Let us quickly understand what a candlestick is before getting into in-depth discussions about it. To the majority of the public candlestick is a pattern. Technically, yes, it is a pattern, but the pattern has a story within it. Understanding the story makes the pattern more valuable. In other words, it is a receipt of what happened in the market. Analyzing the history, the future can be predicted. Well, so this is a candlestick and its use.
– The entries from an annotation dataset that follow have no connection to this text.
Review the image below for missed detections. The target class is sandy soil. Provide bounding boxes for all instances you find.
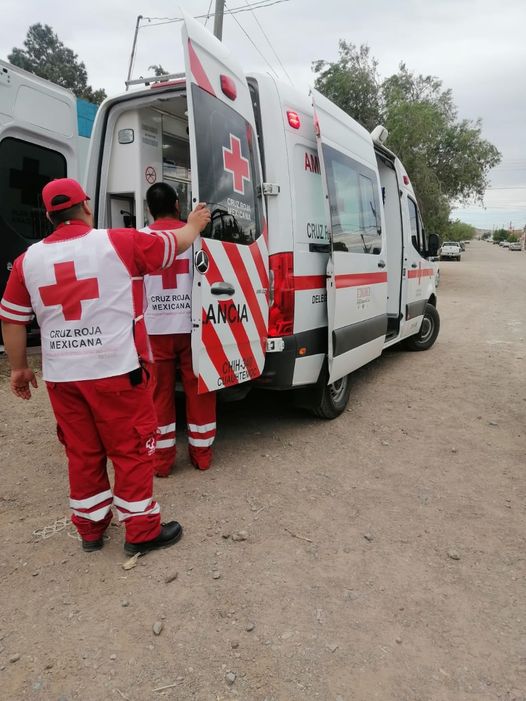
[0,242,526,701]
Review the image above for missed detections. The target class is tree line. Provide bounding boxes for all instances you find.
[312,40,501,240]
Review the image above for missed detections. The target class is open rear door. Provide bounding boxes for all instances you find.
[183,15,269,392]
[312,90,387,383]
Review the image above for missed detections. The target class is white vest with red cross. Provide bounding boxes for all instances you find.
[141,226,194,336]
[23,229,139,382]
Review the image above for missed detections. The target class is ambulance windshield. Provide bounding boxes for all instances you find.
[192,85,262,244]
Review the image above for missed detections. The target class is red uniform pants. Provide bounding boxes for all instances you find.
[150,333,216,476]
[46,374,161,543]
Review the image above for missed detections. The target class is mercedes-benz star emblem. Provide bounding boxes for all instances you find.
[195,250,210,275]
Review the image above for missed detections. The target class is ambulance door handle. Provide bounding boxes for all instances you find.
[210,282,235,296]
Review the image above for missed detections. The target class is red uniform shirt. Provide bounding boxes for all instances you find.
[0,220,177,324]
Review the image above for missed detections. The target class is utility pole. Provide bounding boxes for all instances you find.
[214,0,225,41]
[126,15,142,92]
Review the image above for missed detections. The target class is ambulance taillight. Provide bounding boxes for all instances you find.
[268,253,294,337]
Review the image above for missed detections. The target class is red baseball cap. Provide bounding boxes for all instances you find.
[42,178,89,212]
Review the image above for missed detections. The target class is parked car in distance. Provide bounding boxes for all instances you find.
[440,241,462,260]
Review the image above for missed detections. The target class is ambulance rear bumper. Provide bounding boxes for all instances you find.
[254,327,327,390]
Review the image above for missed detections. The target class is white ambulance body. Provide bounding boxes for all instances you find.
[0,61,96,340]
[87,13,439,418]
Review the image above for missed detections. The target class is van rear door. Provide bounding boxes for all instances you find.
[183,15,269,392]
[312,90,387,383]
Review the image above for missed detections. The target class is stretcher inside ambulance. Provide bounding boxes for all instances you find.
[87,17,439,418]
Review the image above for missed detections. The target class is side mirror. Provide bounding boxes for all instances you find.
[427,234,440,258]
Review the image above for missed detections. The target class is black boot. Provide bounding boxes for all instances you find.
[124,521,183,555]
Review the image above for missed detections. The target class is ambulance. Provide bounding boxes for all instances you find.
[86,16,440,419]
[0,61,97,342]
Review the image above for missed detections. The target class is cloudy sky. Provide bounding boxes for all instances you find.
[0,0,526,229]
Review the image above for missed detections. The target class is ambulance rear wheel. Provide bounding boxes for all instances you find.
[404,304,440,351]
[313,367,351,419]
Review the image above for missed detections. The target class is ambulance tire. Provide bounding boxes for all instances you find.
[294,364,351,419]
[403,303,440,351]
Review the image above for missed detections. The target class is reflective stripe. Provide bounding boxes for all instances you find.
[188,436,214,448]
[113,496,153,512]
[0,309,33,321]
[0,299,33,314]
[117,503,161,521]
[69,489,113,509]
[157,231,170,268]
[72,504,111,521]
[188,421,216,433]
[155,438,175,450]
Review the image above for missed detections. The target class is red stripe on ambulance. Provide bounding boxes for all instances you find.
[188,39,216,97]
[336,272,387,289]
[407,268,435,278]
[199,309,238,392]
[224,244,267,339]
[294,275,327,292]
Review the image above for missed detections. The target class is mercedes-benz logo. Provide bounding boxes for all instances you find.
[195,250,210,275]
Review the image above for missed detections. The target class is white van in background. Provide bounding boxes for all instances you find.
[0,61,97,340]
[87,17,440,418]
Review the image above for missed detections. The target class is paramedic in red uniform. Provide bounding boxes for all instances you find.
[0,178,210,554]
[143,183,216,477]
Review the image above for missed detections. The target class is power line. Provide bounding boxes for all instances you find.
[225,3,279,79]
[205,0,214,27]
[141,0,291,29]
[240,0,293,85]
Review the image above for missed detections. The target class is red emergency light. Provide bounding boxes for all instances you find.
[150,78,186,90]
[287,110,301,129]
[220,74,237,100]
There are a countless number of candlestick patterns out there on the internet and the books. However, there is a misconception in the industry. People think that if they study all the patterns on candlesticks, they can sustain in this industry. Unfortunately, this is not how it works. The only way to trade candlestick patterns is to understand what it actually means. Forget the terminology and focus on the “why.” The candlestick patterns seem to work exceptionally well sometimes, and miserably fail most of the time. Therefore, knowing when it works and when it doesn’t, work is important. So, let us go ahead and answer the above question.
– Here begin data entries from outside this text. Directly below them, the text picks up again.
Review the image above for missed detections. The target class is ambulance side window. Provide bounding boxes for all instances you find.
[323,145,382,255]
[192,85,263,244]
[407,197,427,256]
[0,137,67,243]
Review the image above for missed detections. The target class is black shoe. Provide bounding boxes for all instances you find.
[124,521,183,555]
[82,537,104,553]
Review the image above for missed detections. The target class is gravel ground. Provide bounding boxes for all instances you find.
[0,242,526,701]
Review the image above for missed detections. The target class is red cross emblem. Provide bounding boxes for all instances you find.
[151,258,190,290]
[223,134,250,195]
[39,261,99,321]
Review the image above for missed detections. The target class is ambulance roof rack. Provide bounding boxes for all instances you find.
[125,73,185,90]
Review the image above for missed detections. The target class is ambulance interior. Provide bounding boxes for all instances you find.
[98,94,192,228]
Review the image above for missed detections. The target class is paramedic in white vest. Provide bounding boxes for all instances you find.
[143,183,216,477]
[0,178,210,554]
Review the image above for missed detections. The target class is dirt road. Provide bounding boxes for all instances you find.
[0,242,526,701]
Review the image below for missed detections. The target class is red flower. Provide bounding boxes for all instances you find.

The Best Candlestick pattern for a Price Action Trader
The most liked candlestick pattern for a Price Action trader is the so-called exhaustion candle. It is also referred to as a hammer, inverted hammer, etc. However, as mentioned above, forget the terminology and focus on what it means to you. Going forward, we will discuss on how to read this candlestick pattern and trade using it.
How does exhaustion candle look like and how to interpret it?
Below is the representation of an exhaustion candle
It is taught everywhere that, when an exhaustion candle occurs with a wick on the bottom, the market will head north. And, if the wick appears on the top, the market will head south. Well, the reason for it is not taught.
Consider the below example.
The above image represents an exhaustion candle and its corresponding line representation. Focusing on the line representation, the price opens at the point marked O and then it drops below and jumps right back up. The price does not even hold at the Support and Resistance (Blue line), signifying that the buyers are quite strong and the sellers do not seem to be interested in selling. Hence, indicating a buy signal.
Similarly, in the image above, the price opens at “O,” goes up and gets smacked back down. Also, the price does not hold at the S&R line (Blue line), which implies that the sellers are strong and not letting the buyers hold at S&R. There are several ways of interpreting it; however, having knowledge of one way of interpretation is sufficient.
How to trade using the exhaustion candle?
Knowing what it means is insufficient to take trading decisions. Having an understanding of the context plays an important role as well. The story before an exhaustion candle appears is very crucial. This is the key which tells when an exhaustion candle will work and when it will not.
Consider the following examples:
Assume that the market is in an uptrend, as shown in the above figure. Starting from the bottom, the price went up, retraced quite a bit. It went up again and retraced the same as the previous retracement. And, finally, it blasted to the upside. From this, we infer that the buyers are powerful. In the middle of the up move, an exhaustion candle pops up at the circle marked. Now, according to the textbooks, it must be a sell. Well, why does not the sell work? Here is where the context comes into play. The story before the candle appeared clearly says that the buyers are in complete control of the market, and one exhaustion candle is totally insignificant to these strong buyers.
In this example, the market is in an uptrend. However, there is a problem with this uptrend. Observe that this uptrend is not as strong as the previous example uptrend. For every higher high it makes, it is retracing quite a lot (about 50-60%). Also, the higher highs are weakening every step of the way. And then finally it retraces more than 100%. Now, let us examine what this 100% retracement (the circle area) may look in the form of a candle. As represented in the figure, it is an exhaustion candle. The story now signifies that the buyers are fading away and the sellers are picking up pace. Therefore, the exhaustion candle now holds much value.
There two most important factors to be noted for trading an exhaustion candle are:
1. The location where it appears
2. The strength of the market before the exhaustion candle shows up
These two are the criteria that help in determining if an exhaustion candle will work or not.
The Complete trade explained
In the above figure, the market is in an uptrend where the purple line is the Support and Resistance line. We now wait for a pullback to happen so that we can buy it. Let us read the pullback. In the pullback, we observe five red candles with one green exhaustion candle. In the five red candles, the first one did not do much while the second one was big. The third candle was smaller than the second one, and the fourth candle was again much smaller than the third one. Here, we infer that the sellers are slowly slowing down. The fifth candle comes up with wicks on both sides. This means that the buyers came back, but the sellers did not quite yet. Lastly, an exhaustion candle comes up. Let us verify whether both the criteria mentioned above are satisfied or not. The candle appeared at the Support (buyer’s area); hence, the first criterion is satisfied. Also, the strength of the market before the exhaustion candle appeared seems to be slowing down; therefore, the second criteria is satisfied as well. Hence, now is the time to pull the trigger for a buy. The target can be set to the recent highs, and the stop loss can be kept below the exhaustion candle.